Security Engineer, DevSecOps Engineer Sovcombank PJSC Jun 2022 – present
- Currently working mainly as a DevSecOps engineer ensuring a secure development lifecycle
- Helping developing secure authentication and authorization with OAuth 2.0 based solutions
- Having experience with GitLab, worked with Gitaly codebase (Go) on introducing the new feature. It allowed us to enforce commit signing policy for all commits including GitLab ones (using Web Editor, Web IDE, MR functionality, etc).

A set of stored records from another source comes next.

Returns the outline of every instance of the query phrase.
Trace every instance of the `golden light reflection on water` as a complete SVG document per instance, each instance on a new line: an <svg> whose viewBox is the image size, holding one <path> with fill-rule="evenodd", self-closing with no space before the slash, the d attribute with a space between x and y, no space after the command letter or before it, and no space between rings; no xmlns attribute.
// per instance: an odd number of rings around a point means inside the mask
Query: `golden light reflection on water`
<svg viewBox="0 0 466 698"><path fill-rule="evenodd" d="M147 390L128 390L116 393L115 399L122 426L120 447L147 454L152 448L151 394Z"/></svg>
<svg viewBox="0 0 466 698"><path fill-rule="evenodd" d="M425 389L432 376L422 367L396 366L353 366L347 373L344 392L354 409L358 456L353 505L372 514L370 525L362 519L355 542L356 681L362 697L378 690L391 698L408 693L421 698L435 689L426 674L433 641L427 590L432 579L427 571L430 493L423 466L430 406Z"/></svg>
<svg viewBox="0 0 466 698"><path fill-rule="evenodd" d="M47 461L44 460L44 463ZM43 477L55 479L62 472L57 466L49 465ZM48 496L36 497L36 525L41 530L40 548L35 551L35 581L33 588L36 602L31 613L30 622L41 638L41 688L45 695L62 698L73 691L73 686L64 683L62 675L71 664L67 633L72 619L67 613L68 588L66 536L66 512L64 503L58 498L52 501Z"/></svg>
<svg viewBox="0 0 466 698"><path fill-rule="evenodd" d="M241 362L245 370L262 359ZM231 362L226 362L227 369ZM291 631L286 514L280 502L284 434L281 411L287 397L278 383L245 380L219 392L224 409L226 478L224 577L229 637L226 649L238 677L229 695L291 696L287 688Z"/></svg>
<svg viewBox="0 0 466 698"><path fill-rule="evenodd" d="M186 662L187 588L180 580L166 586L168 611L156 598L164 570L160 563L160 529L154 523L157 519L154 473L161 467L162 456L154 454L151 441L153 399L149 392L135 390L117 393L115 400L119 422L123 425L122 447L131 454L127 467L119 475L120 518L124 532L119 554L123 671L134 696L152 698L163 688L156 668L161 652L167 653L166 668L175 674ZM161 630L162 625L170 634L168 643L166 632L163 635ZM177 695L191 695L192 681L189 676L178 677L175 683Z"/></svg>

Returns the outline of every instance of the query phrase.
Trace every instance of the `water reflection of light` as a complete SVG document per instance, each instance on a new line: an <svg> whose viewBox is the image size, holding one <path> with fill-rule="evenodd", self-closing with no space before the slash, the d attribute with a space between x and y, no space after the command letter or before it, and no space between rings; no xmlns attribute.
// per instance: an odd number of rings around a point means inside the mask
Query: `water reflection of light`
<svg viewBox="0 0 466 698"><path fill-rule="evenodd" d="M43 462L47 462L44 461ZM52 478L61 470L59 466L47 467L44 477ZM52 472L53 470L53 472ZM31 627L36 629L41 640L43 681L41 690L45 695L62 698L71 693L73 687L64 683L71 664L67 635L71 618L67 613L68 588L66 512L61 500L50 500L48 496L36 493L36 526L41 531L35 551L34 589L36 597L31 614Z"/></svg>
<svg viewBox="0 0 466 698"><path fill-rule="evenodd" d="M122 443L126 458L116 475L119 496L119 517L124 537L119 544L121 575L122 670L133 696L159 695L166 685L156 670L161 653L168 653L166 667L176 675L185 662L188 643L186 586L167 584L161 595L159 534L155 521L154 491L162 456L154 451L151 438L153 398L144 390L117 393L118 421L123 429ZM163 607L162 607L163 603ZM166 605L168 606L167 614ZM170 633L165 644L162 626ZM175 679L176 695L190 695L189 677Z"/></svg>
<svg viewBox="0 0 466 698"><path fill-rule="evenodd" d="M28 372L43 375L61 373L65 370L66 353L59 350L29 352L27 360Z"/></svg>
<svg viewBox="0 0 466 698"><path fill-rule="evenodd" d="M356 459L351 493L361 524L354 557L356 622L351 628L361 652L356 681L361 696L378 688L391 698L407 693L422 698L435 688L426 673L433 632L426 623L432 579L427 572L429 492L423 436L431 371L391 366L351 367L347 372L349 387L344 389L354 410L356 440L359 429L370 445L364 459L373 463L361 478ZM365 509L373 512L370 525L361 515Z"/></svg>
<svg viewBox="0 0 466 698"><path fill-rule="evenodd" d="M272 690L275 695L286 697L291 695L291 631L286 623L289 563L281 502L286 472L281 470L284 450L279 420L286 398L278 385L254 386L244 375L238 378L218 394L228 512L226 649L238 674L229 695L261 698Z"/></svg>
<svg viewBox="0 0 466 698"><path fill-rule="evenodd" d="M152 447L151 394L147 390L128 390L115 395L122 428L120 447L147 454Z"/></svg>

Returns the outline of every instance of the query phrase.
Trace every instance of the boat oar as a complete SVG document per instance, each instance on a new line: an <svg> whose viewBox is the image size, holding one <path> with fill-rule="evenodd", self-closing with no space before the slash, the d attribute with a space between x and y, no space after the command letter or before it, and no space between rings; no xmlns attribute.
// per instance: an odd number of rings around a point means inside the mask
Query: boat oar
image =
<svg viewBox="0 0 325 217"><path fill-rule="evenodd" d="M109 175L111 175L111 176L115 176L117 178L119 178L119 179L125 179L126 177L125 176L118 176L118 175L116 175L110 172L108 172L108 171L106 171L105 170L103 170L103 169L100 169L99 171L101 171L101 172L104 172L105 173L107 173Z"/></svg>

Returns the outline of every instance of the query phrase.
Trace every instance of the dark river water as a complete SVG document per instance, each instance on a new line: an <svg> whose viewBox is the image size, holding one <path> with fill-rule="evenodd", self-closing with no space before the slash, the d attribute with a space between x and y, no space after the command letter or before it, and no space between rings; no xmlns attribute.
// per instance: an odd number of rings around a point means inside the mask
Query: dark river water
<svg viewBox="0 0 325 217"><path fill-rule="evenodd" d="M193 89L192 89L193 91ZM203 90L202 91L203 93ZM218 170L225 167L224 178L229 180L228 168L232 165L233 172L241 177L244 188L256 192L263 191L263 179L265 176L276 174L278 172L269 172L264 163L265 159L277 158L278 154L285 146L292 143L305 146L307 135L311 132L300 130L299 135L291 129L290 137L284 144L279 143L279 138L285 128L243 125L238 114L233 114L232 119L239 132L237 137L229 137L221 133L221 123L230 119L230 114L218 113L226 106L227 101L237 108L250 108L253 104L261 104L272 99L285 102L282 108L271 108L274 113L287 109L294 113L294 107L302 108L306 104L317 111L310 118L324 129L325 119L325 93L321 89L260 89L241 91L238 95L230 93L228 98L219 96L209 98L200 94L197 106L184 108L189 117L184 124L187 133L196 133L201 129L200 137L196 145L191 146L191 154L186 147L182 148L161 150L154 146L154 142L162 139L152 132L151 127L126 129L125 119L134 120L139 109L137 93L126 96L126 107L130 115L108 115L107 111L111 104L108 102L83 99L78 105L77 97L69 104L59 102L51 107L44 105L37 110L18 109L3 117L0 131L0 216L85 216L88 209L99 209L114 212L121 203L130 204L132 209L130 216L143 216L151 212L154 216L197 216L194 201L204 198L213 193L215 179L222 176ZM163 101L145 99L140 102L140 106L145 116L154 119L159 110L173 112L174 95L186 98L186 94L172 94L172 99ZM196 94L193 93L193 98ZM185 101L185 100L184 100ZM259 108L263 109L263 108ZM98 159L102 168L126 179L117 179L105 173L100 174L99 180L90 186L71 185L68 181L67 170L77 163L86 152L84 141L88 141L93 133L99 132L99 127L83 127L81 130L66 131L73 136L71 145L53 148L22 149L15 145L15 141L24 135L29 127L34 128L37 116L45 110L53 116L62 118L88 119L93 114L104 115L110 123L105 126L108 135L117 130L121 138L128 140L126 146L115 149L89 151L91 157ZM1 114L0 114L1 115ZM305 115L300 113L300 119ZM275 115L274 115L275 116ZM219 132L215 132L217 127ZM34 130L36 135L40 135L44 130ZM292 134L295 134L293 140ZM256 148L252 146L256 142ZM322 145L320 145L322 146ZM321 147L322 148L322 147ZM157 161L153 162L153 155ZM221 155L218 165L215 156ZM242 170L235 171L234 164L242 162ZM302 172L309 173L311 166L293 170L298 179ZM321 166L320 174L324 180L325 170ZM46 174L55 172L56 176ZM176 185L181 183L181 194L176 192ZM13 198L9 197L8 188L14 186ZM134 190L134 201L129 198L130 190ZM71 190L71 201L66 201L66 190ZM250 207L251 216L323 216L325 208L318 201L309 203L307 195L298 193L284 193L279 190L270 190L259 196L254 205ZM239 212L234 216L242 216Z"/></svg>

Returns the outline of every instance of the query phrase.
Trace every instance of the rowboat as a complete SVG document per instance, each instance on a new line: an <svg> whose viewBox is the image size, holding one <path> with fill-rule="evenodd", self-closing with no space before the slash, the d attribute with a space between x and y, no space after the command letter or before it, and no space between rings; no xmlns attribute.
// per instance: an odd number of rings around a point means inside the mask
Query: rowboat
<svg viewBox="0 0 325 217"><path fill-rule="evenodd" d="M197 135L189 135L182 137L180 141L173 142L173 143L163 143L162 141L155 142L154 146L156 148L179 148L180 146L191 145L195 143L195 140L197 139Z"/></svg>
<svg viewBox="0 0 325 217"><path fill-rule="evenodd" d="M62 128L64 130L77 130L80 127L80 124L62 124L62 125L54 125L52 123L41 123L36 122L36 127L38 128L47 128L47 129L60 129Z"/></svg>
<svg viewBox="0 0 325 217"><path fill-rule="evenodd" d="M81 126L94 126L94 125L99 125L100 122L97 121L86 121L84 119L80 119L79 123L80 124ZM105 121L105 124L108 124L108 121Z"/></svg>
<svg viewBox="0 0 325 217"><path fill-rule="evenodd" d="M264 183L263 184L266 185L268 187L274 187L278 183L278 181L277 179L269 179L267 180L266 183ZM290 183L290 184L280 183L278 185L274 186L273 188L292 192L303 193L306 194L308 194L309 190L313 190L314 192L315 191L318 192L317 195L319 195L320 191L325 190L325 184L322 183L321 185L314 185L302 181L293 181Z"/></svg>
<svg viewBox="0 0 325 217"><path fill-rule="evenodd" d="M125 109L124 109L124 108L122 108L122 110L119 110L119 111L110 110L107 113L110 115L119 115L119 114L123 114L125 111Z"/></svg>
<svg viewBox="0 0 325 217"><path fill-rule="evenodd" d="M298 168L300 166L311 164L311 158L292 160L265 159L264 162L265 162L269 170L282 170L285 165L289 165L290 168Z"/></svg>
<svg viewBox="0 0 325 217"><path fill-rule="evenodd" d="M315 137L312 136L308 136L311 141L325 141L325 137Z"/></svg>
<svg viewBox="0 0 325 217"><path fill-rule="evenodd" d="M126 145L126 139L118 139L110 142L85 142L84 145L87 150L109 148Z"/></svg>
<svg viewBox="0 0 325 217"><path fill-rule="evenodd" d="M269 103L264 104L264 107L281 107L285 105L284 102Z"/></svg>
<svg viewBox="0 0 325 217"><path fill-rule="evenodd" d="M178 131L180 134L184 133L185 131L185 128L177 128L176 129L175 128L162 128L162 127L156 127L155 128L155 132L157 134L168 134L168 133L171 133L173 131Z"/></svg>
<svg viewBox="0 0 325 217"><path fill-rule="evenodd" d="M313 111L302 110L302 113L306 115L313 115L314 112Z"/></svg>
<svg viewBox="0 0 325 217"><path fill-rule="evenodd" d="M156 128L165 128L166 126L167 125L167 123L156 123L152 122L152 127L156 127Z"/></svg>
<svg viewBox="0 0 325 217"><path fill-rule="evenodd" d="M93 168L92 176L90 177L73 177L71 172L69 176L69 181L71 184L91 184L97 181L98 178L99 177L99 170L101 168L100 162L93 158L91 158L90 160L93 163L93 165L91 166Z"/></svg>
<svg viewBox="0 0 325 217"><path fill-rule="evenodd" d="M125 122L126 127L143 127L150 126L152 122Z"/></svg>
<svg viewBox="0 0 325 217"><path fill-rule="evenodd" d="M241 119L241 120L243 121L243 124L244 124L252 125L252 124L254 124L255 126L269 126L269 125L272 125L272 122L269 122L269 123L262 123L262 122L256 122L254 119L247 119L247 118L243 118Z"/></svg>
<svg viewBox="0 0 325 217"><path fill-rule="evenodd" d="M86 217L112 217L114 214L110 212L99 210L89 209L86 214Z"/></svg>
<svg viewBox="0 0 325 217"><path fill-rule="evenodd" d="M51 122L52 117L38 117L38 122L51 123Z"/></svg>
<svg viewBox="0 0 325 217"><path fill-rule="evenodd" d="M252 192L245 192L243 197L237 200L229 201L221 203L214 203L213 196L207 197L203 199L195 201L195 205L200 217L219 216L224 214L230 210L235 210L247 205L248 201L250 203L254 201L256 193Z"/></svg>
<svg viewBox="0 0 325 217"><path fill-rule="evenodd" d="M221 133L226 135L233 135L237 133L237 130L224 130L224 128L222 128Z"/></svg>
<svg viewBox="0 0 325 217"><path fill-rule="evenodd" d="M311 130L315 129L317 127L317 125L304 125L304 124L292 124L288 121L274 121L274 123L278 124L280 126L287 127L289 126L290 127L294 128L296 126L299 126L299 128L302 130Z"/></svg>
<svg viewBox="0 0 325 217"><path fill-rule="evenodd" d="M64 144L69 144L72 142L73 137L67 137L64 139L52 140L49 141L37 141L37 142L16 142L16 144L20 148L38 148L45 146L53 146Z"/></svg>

Security Engineer, Penetration Tester Sovcombank PJSC Jan 2021 – Jun 2022
- Tested bank's external and internal information systems
- Acted as an analyst helping to develop secure apps
- Had experience in reverse engineering various apps
Golang software developer Sovcombank PJSC Jul 2018 – Jan 2021
- Developed my own open source alternative to a popular UNIX utility named cntlm which uses Kerberos instead of NTLM. escobar has received a strong feedback from my colleagues and solved a long-standing problem: a lot of software doesn't even support basic proxy authorization, let alone Kerberos. As a result, it highly increased security: the developers no longer used their domain credentials in plaintext scattered throughout the system.
- While working in the bank, I had a lot of experience with cryptography (e.g. I wrote and maintain a Go implementation of ECIES)
- Had an interesting project which required implementing our own library that used proprietary stateful binary protocol (with some ActiveX component reverse engineering). It allowed us to throw out old single-user ActiveX component and make an HTTP API for the mobile clients. Using this during COVID-19 pandemic we successfully switched a lot of workers from old IE-based setup to a simple smartphone.
- Designed and wrote public APIs and various microservices (mostly HTTP)
- Worked a lot with SQL (especially PostgeSQL)
- Of course I used Docker and GiLab's CI/CD
Software developer freelancer Jan 2016 – Jul 2018
- Mostly wrote messenger bots with various public API integrations (Telegram, Discord)
Computer science Kazan Aviation Institute Sep 2017 – Jun 2018
Theoretical physics Kazan Federal University Sep 2015 – Jun 2017
English Upper Intermediate
Tech enthusiast, developer and security engineer from Russia passionate about open source, software simplicity and privacy. By the way, this site uses plain HTML/CSS, has no trackers and fully meets accessibility requirements.